Muon spin rotation (μ+SR) measurements of square root second moment σ of local magnetic fields  in superconducting mixed states, as published for oriented crystals and powder samples of YBa2Cu3O7–δ (δ ≈ 0.05), YBa2Cu4O8 and La2-xSrxCuO4 (x ~ 0.15–0.17), are further subjected to comparative analysis for superconducting gap symmetry in [Journal of Physics: Condensed Matter 23, 315702 (2011] [post]. For oriented crystals it is shown that anomalous dependences of σ on temperature and applied field H, as-measured and extracted a– and b-axial components, are attributable to fluxon depinning and disorder that obscure the intrinsic character of the underlying superconducting penetration depth.  Random averages derived from oriented crystal data differ markedly from corresponding non-oriented powders, owing to the weaker influence of pinning in high-quality crystals. Related indicators for pinning perturbations such as non-monotonic H dependence of σ, irreproducible data and strong H dependence of apparent transition temperatures, are also evident.
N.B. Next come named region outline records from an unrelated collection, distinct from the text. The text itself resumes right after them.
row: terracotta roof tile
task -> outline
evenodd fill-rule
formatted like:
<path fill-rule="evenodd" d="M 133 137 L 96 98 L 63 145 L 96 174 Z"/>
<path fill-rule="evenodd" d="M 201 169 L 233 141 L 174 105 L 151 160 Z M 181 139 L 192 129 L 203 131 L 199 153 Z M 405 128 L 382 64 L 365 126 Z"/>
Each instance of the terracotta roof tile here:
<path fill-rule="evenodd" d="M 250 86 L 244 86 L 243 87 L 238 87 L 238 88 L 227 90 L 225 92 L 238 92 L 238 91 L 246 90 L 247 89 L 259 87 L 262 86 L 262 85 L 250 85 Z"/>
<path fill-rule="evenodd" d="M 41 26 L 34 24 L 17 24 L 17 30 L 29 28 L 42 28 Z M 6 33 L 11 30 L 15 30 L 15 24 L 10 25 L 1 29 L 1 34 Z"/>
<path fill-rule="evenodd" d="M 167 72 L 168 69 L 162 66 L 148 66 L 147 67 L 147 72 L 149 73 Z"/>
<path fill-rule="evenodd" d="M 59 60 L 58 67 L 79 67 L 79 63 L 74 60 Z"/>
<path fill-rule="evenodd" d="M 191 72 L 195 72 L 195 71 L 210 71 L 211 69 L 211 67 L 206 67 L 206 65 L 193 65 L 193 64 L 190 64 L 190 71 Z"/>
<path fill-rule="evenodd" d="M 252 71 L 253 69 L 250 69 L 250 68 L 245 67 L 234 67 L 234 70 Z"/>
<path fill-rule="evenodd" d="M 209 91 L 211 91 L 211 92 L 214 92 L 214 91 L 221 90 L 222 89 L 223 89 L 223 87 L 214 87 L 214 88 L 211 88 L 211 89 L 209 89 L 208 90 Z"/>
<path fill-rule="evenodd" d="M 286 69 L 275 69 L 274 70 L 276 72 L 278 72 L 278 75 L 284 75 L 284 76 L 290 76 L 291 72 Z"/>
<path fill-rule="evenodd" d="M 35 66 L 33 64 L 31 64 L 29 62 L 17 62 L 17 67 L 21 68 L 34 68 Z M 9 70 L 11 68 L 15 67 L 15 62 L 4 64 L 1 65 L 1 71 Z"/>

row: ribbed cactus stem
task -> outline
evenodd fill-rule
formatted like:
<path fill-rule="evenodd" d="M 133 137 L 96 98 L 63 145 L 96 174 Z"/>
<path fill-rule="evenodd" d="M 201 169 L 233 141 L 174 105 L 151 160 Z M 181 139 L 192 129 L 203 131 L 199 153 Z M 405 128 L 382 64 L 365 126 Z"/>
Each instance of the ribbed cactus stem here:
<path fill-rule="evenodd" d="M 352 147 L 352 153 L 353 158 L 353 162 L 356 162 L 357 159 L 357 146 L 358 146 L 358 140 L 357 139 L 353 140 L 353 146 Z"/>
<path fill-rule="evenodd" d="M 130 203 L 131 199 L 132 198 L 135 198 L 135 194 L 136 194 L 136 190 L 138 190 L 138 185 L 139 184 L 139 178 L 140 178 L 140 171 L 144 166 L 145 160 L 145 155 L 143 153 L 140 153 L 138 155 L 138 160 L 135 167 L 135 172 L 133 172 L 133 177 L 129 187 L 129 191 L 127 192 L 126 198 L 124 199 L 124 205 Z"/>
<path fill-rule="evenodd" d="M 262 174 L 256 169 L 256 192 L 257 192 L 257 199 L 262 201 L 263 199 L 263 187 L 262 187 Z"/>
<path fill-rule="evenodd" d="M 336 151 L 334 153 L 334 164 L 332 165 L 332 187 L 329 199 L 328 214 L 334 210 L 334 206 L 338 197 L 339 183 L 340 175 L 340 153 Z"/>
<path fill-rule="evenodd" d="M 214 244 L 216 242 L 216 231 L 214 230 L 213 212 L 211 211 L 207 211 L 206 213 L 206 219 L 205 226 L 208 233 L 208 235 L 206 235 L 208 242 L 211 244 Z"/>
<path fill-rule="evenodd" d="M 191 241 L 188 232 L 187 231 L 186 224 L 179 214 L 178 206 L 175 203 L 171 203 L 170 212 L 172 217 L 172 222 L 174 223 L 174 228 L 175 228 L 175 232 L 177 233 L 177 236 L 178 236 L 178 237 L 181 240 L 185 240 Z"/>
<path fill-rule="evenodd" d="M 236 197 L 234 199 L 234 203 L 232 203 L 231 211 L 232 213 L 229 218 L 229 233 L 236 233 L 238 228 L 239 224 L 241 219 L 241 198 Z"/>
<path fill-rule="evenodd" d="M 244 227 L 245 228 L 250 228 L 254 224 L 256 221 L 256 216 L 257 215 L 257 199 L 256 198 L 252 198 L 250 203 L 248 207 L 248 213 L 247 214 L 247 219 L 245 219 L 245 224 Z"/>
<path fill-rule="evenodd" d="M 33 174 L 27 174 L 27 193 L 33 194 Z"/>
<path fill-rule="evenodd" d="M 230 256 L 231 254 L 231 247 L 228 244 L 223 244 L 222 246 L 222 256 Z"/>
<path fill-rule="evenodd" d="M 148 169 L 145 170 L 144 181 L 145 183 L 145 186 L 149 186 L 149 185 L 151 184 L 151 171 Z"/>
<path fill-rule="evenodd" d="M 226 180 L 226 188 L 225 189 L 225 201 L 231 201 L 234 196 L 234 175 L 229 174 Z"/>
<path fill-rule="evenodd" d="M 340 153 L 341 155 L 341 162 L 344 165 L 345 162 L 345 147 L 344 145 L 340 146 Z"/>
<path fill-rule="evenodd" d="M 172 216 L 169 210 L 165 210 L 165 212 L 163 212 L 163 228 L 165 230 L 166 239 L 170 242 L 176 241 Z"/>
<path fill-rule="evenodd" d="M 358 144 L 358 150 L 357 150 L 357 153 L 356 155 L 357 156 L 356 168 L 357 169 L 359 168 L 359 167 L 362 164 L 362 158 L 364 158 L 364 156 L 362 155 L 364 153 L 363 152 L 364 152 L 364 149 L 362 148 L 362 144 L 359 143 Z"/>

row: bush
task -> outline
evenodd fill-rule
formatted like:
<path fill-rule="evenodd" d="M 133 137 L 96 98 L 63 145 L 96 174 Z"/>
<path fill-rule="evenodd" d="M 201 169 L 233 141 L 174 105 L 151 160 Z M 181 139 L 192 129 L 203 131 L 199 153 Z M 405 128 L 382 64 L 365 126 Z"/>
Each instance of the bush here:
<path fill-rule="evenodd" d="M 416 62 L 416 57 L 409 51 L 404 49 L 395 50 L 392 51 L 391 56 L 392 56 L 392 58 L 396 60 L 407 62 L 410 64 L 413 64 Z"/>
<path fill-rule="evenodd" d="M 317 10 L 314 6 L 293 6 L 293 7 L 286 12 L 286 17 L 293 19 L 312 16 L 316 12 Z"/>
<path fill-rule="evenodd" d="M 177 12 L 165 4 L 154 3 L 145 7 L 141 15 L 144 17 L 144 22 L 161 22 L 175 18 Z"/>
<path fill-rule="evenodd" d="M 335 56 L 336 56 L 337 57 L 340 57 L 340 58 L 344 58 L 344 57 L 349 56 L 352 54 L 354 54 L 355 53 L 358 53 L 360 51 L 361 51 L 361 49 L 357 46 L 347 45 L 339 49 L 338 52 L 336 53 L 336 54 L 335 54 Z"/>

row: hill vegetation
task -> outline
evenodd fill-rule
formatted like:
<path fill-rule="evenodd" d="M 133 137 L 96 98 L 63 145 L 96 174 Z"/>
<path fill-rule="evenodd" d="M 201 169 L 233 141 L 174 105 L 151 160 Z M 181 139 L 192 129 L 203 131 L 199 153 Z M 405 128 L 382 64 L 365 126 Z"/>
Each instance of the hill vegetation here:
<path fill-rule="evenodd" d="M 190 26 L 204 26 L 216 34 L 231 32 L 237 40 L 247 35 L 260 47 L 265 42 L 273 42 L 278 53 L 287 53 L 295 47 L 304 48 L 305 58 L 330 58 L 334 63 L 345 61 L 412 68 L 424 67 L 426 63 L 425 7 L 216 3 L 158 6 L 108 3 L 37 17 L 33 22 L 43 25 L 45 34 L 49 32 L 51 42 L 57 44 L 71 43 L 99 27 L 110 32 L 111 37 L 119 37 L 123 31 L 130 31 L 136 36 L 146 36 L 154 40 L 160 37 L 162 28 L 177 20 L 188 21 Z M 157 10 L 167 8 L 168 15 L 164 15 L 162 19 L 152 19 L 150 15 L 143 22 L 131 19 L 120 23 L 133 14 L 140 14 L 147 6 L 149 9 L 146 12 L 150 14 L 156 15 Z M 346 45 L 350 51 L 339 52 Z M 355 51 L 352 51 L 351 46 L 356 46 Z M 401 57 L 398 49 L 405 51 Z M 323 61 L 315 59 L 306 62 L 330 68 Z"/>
Strong intrinsic pinning suppresses thermal anomalies in c-axis components of σ, which reflect nodeless gap symmetries in YBa2Cu3O7–δ and YBa2Cu4O8. For YBa2Cu3O7–δ, the crystal (ab components, corrected for depinning) and powder data all reflect a nodeless gap (however, ab symmetries remain unresolved for crystalline YBa2Cu4O8 and La1.83Sr0.17CuO4.  Inconsistencies contained in multiple and noded gap interpretations of crystal data, and observed differences between bulk μ+ and surface-sensitive measurements are discussed therein.

The muon-spin-relaxation (μSR) technique has been used to study the internal field modulation dynamics of fluxons in crystals of κ-[BEDT-TTF]2Cu[NCS]2 (TC ≊ 10.5 K) Physical Review B 49, 12990 (1994). The data exhibit a strong field dependence for applied fields in the range 129 Oe ≤ ‖Hext‖ ≤ 4 kOe, which is attributed to a combination of vortex motion, finite core size effects, and pinning. In low fields (‖Hext‖ = 129 Oe), the data exhibit a flux-pinning transition at TX ∼ 5 K, as evidenced by a peak in the second moment of the local field distribution at ∼5 K accompanied by an enhanced minimum in the first moment at the same temperature. In higher fields (‖Hext‖ = 750 Oe, 3 kOe, and 4 kOe), where the effects of motion and pinning are minimized, the symmetry of the underlying gap function is confirmed as s wave. Corrections for finite fluxon core, finite mean free path, and flux-lattice disorder were applied in determining the London penetration depth, λL(𝑏⁢𝑐)(0) = 7680±700 Å.